Matt’s Review: 2/5 Stars

This is a very short story that, for me, fell very flat.

It’s so short that there’s not really a plot beyond Sloane is in love with his best friend Jace, Jace admits he feels the same, and they have sex. That’s basically it.

And I’m not gonna lie, I felt pretty uncomfortable the whole way through. The language is very dated now—transgendered being a really obvious example—and the way the narrative treats the past is…

See, I’m a bit of an outlier in current trans discourse in that I tend to refer to myself as a girl when I’m talking about historical events. I was a daddy’s girl, I was a bridesmaid, etc. The narrative in this book does the same thing. There’s references to “girl Sloane” and him having been Jace’s “best girlfriend.” But I am not typical of trans people in this regard, and this book isn’t written with enough depth, fluidity and skill to interpret it as individual experience. It feels instead like…well, like a bad approach.

There’s also a lot of emphasis on Sloane not understanding that Jace loves him even though he hasn’t got a cock and “isn’t fully male.” And yeah, that internalised transphobia is a definite part of many people’s experiences. But I’m honestly just tired of this. I’m tired of our rep having to be persuaded we can be loveable and sexy.

(Oh and speaking of sexy, it wasn’t. The writing is too rigid and too busy with awkward exposition to feel anything.)

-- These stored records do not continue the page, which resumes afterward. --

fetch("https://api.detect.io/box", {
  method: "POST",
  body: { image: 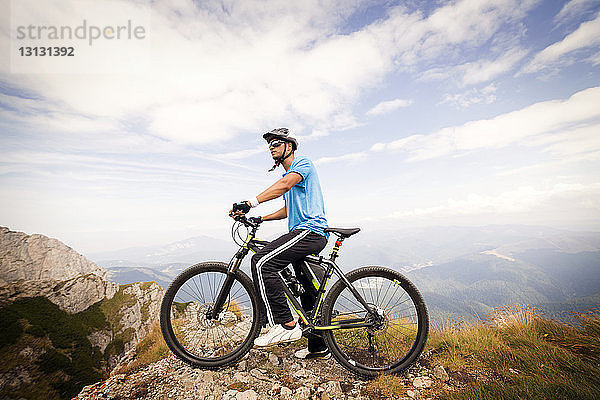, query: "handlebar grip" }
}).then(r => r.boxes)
[232,201,250,214]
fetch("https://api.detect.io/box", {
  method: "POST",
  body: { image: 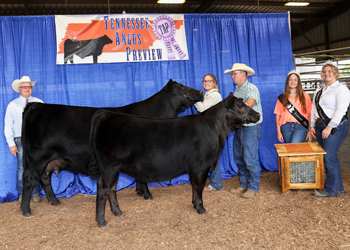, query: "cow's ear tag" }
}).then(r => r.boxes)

For me, this story just fell really flat and felt more like an attempt at earning cookies than a sincere, genuine wish to portray a deep and interesting insight into a trans character’s life.

Laura’s Review: 1/5 Stars

My first thought after finishing this story was a pretty descriptive one: “what the fuck did I just read?” It fell into so many terrible tropes that at some point I simply lost count.
The first scene is a memory/nightmare, that has the main character reviving a confrontation with his transphobic/homophobic family. And it was a BAD one. It also didn’t really make any sense? His father literally tells him he will pay for his studies and his housing but he needs to study far away so no one could associate him with them. He also told him unless he was going to be his heterosexual cis daughter, to no bother coming back. A d here’s the thing: transphobia and homophobia in families do happen, but we see them so many times in trans fiction it’s become another trope, and one I hate. And in this book? In this book, especially, it didn’t make any sense, and it had no impact into the rest of the book. It could have been easily left out, it should have been, in my opinion. It will just further the harm for trans people whose family hasn’t accepted them.
Then, and this is probably a small thing, but then we get the main character giving us his description by looking himself in a mirror. And to be honest that always feels like a cheap way out for me? And it’s not like this one had a first person point of view, a simple description would have worked.
We also have Sloane, the main character, saying more than once how much he loathes his body and how he thinks his best friend – whose name I’ve forgotten already – will never want him because he’s gay and of course he’s into cock. And I get it, these thoughts do happen, but they should be challenged within the text. And the only one who challenges them here is the cis best friend.
And that’s where we run into another of those tropes I loathe: the amazing cis guy. The one who tells the trans guy how amazing he is, the one the trans guy thinks he’s so lucky to have, because no one else would have someone like him, right? I wish you could see me rolling my eyes over here. I would have accepted this a bit more if the trans character had actually thought about what the cis guy was saying and mulled it over. But we never see that, his internalised transphobia is never challenged, and that really drove me up the wall.
As for the romance aspect, this is supposed to be a friends to lovers, but I don’t get it. I never got to see their interactions and their attraction to each other outside of bed. And even there, it all felt fabricated, and really not sensual or sexy.
So this one is definitely a no from me.